Ich denke das Orthodoxe Christentum ist bei "Einiges Rußland" weit mehr verankert als der christliche Flügel in der CDU. Die CDU hat sich doch bei vielen ihren Ansichten in den letzten 20 Jahren um 180 Grad gedreht, da sehe ich bei den Putinunterstützern weitaus mehr Kontinuität. Ich habe auch kein Problem damit dass die BPB das System "Putin" kritisiert, denn da gibt es tatsächlich genug Kritikpunkte, das Problem ist dass sie das System "Merkel" zum Beispiel nicht kritisiert und das ist meines Erachtens einer echten Demokratie nicht würdig, die man ja gerne sein möchte und sich so gerne überhöht über andere Staaten und Systeme stellt.

Und zum Thema Familie als Begriff für Vater, Mutter und mindestens drei Kinder.
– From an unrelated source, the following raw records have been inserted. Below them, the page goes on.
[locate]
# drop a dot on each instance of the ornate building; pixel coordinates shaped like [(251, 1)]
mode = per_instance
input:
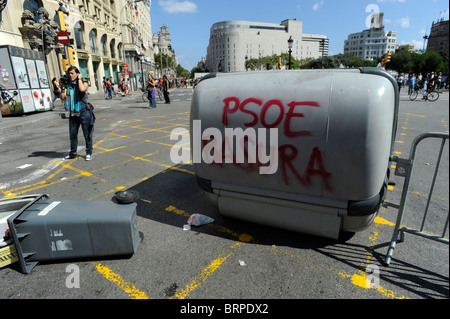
[(101, 31)]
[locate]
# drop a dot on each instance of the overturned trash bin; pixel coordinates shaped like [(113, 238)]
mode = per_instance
[(303, 150), (44, 229)]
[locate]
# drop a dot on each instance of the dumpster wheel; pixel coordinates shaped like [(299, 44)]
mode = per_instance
[(127, 197)]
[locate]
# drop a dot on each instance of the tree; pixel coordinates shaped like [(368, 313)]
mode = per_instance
[(417, 62)]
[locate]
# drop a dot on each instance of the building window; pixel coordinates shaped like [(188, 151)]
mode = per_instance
[(103, 42), (79, 38), (93, 40), (33, 6), (111, 48)]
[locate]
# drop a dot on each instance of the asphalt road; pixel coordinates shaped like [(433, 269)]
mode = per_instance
[(227, 259)]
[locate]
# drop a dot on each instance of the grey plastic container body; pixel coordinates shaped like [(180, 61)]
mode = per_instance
[(336, 130), (47, 229)]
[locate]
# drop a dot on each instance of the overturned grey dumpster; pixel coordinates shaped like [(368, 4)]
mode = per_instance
[(304, 150), (44, 229)]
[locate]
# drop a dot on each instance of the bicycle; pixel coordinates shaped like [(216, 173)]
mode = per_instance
[(158, 92), (432, 95)]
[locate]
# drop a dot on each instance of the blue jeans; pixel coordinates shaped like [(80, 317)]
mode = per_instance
[(151, 99), (74, 124)]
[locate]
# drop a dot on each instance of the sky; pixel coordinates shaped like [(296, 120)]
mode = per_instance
[(189, 21)]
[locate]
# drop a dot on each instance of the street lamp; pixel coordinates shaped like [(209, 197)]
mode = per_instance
[(290, 42), (121, 25), (161, 42), (322, 48)]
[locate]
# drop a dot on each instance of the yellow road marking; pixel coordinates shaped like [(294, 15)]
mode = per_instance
[(205, 273), (128, 288)]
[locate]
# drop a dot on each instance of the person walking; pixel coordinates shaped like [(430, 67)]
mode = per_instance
[(81, 114), (411, 83), (56, 91), (166, 89), (109, 88), (151, 92)]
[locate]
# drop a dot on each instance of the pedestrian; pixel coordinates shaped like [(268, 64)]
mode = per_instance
[(151, 92), (112, 85), (56, 91), (81, 112), (109, 88), (166, 89), (411, 83), (105, 90), (400, 81)]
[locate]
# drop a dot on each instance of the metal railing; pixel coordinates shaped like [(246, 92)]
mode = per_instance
[(404, 168)]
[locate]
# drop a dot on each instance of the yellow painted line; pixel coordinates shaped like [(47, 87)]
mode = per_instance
[(417, 115), (362, 282), (382, 221), (127, 287), (205, 273)]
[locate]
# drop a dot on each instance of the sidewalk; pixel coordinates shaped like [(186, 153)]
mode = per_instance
[(10, 125)]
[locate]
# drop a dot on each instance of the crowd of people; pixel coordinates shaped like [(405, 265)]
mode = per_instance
[(424, 83)]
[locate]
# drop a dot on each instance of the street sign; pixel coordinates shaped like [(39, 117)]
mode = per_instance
[(62, 37)]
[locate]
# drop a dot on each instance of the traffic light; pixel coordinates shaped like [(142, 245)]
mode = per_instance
[(72, 56), (63, 25), (65, 64)]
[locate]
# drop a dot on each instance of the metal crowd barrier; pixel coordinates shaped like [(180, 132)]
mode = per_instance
[(405, 168)]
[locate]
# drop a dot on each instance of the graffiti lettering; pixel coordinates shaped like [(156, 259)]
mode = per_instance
[(288, 153)]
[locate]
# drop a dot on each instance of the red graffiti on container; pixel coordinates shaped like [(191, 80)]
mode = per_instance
[(288, 153)]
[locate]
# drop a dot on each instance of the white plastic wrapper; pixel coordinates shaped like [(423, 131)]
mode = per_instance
[(199, 219)]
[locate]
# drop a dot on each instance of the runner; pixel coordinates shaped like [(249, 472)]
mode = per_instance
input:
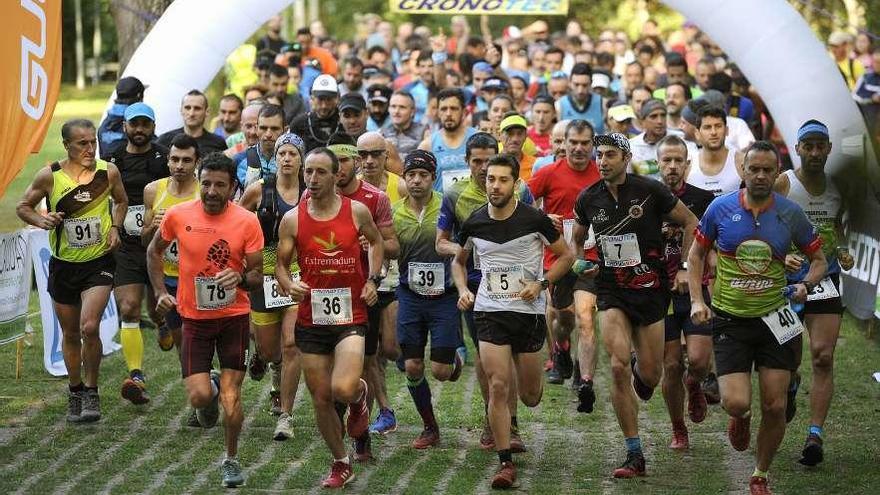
[(508, 237), (139, 162), (823, 204), (426, 295), (459, 202), (448, 144), (754, 326), (673, 160), (632, 287), (83, 230), (273, 315), (323, 231)]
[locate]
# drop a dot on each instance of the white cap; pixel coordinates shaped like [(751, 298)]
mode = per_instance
[(325, 84)]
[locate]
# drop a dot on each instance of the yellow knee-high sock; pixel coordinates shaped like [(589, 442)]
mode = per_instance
[(132, 344)]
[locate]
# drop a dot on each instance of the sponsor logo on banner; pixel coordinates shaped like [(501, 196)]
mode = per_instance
[(477, 7)]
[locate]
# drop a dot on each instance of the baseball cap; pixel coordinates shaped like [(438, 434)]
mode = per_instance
[(325, 85), (130, 88), (621, 113), (139, 109), (813, 128), (513, 121), (352, 101)]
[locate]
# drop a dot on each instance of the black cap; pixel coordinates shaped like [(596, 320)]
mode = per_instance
[(130, 89), (353, 101)]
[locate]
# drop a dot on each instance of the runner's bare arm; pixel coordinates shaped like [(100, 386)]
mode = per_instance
[(40, 188)]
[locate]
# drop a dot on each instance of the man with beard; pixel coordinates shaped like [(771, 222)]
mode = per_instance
[(508, 238), (194, 110), (755, 327), (139, 162), (316, 126), (632, 292), (448, 143)]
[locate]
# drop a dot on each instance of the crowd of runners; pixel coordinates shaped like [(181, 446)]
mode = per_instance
[(362, 203)]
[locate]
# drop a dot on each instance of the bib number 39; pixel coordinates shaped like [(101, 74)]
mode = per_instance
[(784, 323)]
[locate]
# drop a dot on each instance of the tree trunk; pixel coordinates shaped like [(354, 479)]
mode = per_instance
[(133, 20)]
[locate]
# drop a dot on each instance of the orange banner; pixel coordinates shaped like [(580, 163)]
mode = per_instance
[(31, 55)]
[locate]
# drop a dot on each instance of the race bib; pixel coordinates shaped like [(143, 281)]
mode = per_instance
[(210, 295), (504, 282), (620, 250), (83, 232), (450, 177), (824, 290), (784, 323), (331, 306), (134, 220), (427, 279)]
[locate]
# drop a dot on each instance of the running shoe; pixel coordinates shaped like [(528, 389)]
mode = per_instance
[(643, 391), (813, 452), (209, 414), (427, 438), (385, 422), (165, 339), (697, 406), (74, 406), (230, 470), (256, 366), (134, 390), (91, 406), (358, 421), (275, 403), (283, 428), (739, 432), (633, 466), (340, 475), (710, 389), (680, 440), (758, 486), (517, 446), (363, 451), (791, 403), (505, 477), (586, 397)]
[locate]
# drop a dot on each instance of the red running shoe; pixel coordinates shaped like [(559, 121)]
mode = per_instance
[(758, 486), (697, 405), (340, 475), (358, 421), (505, 477), (739, 432)]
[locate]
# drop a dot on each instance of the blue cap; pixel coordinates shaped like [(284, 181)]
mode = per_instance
[(139, 109), (813, 128)]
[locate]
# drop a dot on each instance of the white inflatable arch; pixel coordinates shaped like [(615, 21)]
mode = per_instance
[(769, 40)]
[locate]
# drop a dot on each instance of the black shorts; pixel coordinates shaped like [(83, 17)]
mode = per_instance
[(642, 306), (374, 314), (744, 344), (831, 306), (323, 340), (679, 320), (131, 264), (68, 280), (523, 332), (562, 291), (229, 336)]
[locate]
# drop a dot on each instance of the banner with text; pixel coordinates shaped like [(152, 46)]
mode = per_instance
[(479, 7), (15, 285), (53, 359)]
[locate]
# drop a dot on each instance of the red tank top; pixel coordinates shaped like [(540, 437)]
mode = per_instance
[(330, 264)]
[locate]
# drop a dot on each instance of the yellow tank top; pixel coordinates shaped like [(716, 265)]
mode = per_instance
[(82, 236), (163, 201)]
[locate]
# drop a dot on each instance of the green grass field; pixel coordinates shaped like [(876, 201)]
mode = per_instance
[(149, 450)]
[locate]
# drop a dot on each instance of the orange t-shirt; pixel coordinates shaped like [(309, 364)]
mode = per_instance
[(206, 245)]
Es ging darum was 90% der Bevölkerung als normal betrachten und was von der BPB hier lächerlicherweise als "ultrakonservativ" bezeichnet wird. Da stört mich klar das "ultra" denn es ist klar was damit suggeriert werden soll. Ich bin in meinem Leben auf der Welt bisher sehr viel herum gekommen und da ist benanntes Familienmodell einfach fast immer die Norm, auch wenn es viele nicht erreichen, so wird es doch von ihnen angestrebt. Einzig und allein in der westlichen Welt sieht man das teilweise anders, aber selbst in den westlichen Staaten glaube ich dass es auch dafür noch eine Mehrheit in der Gesellschaft gibt. Die sogenannte "westliche Welt" ist aber rein von der Bevölkerungszahl global gesehen auch ein Winzling. Nicht einmal 10% der Weltbevölkerung kann man dieser zurechnen und die Tendenz ist weiter klar sinkend. Ihr Einfluß wird weiter abnehmen, soviel ist sicher.
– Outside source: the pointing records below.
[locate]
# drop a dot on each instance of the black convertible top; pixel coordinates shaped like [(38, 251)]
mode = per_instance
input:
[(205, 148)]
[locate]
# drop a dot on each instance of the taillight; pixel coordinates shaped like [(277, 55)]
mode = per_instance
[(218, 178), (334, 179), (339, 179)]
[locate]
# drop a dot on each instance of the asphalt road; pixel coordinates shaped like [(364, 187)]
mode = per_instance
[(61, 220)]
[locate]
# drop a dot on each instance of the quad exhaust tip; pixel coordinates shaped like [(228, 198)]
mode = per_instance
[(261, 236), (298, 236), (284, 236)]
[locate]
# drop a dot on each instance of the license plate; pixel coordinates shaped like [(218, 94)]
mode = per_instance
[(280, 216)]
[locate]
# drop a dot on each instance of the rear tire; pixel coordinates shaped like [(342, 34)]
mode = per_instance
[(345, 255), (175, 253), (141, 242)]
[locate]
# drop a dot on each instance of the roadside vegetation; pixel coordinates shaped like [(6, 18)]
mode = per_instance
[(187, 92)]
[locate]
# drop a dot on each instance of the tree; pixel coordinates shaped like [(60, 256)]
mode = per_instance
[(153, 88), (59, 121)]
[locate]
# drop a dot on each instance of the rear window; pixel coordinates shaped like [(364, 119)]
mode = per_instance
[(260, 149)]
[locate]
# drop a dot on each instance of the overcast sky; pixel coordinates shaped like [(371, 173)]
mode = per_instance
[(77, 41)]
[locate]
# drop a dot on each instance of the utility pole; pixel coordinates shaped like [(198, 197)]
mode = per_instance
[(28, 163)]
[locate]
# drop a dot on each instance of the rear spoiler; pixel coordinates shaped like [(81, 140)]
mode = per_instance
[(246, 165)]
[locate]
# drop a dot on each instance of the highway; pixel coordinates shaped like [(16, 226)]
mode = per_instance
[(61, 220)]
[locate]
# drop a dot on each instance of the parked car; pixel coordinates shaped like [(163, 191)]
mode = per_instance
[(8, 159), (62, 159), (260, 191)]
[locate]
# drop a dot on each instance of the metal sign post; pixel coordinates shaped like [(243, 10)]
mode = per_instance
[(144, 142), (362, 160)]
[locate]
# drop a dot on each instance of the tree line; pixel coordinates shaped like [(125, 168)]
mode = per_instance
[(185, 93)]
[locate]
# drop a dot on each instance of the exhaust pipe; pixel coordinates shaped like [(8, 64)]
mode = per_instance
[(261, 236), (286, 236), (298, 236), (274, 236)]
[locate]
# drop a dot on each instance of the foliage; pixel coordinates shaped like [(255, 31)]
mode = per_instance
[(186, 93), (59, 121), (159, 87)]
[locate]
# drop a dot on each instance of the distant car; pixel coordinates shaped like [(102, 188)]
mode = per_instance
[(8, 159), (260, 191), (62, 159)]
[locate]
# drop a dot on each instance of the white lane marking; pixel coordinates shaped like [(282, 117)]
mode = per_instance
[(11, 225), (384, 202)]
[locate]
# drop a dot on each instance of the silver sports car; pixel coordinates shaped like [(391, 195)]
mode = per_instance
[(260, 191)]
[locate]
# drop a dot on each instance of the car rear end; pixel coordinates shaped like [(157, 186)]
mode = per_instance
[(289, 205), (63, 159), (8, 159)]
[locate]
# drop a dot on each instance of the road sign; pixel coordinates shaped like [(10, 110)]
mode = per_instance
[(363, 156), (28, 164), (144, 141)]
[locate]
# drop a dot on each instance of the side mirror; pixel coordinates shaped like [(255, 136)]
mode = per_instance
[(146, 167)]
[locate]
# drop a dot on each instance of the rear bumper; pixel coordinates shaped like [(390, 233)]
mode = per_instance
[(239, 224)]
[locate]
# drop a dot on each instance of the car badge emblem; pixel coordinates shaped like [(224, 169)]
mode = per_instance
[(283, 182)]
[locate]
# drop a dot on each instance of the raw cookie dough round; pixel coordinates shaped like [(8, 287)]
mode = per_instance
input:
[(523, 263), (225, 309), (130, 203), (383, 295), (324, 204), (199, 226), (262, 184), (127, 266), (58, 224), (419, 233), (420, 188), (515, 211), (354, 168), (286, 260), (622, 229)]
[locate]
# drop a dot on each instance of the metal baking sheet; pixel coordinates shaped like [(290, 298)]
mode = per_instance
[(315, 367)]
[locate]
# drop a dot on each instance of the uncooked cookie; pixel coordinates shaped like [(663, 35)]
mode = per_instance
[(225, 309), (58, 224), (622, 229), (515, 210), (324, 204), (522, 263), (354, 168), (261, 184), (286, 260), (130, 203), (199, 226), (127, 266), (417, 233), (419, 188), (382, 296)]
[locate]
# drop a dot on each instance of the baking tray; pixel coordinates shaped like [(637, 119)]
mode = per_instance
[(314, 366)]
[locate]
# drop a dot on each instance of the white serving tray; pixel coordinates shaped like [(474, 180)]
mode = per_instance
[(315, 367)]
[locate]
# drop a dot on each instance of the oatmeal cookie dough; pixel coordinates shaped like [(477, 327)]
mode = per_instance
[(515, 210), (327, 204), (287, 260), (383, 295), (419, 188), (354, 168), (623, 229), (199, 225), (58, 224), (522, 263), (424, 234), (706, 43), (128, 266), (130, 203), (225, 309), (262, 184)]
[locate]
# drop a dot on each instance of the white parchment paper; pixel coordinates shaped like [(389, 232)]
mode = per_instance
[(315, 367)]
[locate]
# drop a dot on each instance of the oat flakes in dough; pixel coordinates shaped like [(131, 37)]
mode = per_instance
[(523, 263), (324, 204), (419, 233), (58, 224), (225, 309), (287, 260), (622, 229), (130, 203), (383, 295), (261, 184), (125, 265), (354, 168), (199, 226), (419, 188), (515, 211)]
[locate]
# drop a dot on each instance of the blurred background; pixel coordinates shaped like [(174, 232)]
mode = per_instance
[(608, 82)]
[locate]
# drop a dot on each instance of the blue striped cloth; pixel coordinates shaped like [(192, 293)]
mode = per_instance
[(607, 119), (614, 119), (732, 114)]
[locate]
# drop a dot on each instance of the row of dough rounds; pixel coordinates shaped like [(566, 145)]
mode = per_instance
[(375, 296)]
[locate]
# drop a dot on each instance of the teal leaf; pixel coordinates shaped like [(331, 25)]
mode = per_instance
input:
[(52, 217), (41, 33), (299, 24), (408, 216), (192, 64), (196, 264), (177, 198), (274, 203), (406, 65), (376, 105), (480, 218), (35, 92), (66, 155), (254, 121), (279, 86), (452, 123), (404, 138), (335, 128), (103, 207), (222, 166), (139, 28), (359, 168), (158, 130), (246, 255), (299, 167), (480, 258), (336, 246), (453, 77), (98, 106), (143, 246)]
RE: Russland - Quintus Fabius - 26.03.2021

Ottone:

Ich habe gerade einmal nachgeschaut, in den 166 Großstädten (Stand 2017) leben 74 Mio Menschen, von insgesamt 144,5 Mio im gesamten Land. Das ist also etwas mehr als die Hälfte.

Zitat:Mal abgesehen davon dass manche dieser Großstädte deutlich konservativere Bevölkerungen haben als andere, und die von mir genannte 10 fache Zahl an Wählern weiterhin völlig unrealistisch ist, ändert sich dennoch nichts an meiner Aussage:

70% von ungefähr 51% der Wahlberechtigten (alle Großstädte) sind 35% der Stimmen. 1% von 49% der Wahlberechtigten (immer noch 10fache Wählerzahl) wären 0,49%. Würde die Wahl also so (vollkommen unrealstisch pro westlich verlaufen), dann kämen die westlich-liberalen Parteien auf ca 36% der Stimmen maximal. Beeindruckend und für russische Verhältnisse wäre das eine immense Opposition die dann durchaus auch politisches Gewicht hätte.
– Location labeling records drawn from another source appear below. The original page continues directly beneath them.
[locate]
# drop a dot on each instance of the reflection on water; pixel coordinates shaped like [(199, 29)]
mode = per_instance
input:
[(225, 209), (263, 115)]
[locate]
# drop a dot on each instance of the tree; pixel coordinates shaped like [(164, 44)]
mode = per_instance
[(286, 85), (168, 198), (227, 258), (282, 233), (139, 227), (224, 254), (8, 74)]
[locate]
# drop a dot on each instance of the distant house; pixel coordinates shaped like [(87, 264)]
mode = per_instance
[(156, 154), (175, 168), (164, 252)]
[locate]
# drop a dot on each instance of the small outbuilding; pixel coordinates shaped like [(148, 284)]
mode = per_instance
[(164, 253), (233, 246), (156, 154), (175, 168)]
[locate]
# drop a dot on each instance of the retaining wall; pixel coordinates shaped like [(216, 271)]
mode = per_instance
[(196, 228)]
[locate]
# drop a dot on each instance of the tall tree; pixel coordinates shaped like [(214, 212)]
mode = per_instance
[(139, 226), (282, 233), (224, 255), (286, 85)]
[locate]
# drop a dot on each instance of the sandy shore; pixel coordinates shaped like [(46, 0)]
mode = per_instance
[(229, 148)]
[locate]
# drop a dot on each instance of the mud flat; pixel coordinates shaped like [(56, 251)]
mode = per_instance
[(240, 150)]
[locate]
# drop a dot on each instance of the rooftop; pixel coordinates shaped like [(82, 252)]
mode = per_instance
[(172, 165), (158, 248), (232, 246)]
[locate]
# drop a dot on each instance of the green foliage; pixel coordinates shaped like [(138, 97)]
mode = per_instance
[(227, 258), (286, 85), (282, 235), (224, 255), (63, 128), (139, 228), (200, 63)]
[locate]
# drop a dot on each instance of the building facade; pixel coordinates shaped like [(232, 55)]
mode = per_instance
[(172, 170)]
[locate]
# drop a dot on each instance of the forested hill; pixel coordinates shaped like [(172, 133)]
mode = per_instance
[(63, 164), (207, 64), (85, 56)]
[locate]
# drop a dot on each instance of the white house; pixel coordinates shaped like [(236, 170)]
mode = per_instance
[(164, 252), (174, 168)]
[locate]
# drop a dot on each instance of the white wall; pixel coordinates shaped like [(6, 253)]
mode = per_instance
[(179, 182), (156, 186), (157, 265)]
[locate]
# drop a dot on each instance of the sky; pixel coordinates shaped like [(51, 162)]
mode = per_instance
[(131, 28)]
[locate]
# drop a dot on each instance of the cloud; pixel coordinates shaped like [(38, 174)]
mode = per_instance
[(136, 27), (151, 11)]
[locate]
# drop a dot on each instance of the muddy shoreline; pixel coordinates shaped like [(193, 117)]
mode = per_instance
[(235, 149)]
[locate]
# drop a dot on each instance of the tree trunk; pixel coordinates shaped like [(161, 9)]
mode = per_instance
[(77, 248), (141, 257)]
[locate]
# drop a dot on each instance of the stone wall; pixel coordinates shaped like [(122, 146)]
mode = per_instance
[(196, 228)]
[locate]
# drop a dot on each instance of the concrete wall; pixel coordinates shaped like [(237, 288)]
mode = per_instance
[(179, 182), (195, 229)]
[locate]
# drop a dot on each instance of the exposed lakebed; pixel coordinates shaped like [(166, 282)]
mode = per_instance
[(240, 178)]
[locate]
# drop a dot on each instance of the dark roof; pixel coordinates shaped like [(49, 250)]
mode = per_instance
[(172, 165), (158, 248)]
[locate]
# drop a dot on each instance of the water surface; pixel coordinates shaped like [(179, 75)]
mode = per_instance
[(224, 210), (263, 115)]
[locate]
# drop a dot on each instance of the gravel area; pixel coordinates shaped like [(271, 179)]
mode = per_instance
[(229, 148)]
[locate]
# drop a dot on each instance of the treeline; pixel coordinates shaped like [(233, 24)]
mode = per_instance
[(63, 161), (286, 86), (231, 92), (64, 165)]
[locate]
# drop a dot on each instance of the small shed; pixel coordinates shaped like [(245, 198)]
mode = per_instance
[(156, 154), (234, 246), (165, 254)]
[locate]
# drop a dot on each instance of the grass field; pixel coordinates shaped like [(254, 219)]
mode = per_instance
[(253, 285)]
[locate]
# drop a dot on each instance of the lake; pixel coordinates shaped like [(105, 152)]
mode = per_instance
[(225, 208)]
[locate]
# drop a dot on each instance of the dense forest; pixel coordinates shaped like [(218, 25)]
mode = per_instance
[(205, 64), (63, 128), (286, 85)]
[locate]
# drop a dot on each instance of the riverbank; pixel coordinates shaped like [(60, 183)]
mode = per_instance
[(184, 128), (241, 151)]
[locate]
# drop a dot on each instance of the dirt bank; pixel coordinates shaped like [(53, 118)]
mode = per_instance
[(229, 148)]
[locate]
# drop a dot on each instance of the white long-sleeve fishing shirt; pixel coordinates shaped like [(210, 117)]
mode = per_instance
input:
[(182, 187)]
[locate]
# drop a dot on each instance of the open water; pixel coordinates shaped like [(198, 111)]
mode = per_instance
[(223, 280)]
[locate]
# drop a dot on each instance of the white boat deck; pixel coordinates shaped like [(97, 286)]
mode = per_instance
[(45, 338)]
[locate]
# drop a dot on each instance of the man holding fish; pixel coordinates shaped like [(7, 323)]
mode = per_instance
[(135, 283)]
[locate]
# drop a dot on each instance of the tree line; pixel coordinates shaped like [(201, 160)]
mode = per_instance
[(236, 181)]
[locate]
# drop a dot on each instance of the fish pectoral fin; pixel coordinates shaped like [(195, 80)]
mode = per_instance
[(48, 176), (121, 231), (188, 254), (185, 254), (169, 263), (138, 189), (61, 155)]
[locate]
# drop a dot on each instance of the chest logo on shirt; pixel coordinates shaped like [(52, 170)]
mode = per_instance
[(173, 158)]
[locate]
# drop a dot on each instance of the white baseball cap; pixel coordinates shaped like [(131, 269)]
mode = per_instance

Das bedeutet aber, dass die anderen (nationalistischen) Parteien immer noch 30% von 51% und 99% von 49%, gesamt also 74% der Stimmen haben. Rechnen wir da noch die Kommunisten als dritte Kraft raus, welche auch Stimmen an die westlich-liberalen verlieren würden, dann lägen die Nationalisten immer noch bei 50% plus.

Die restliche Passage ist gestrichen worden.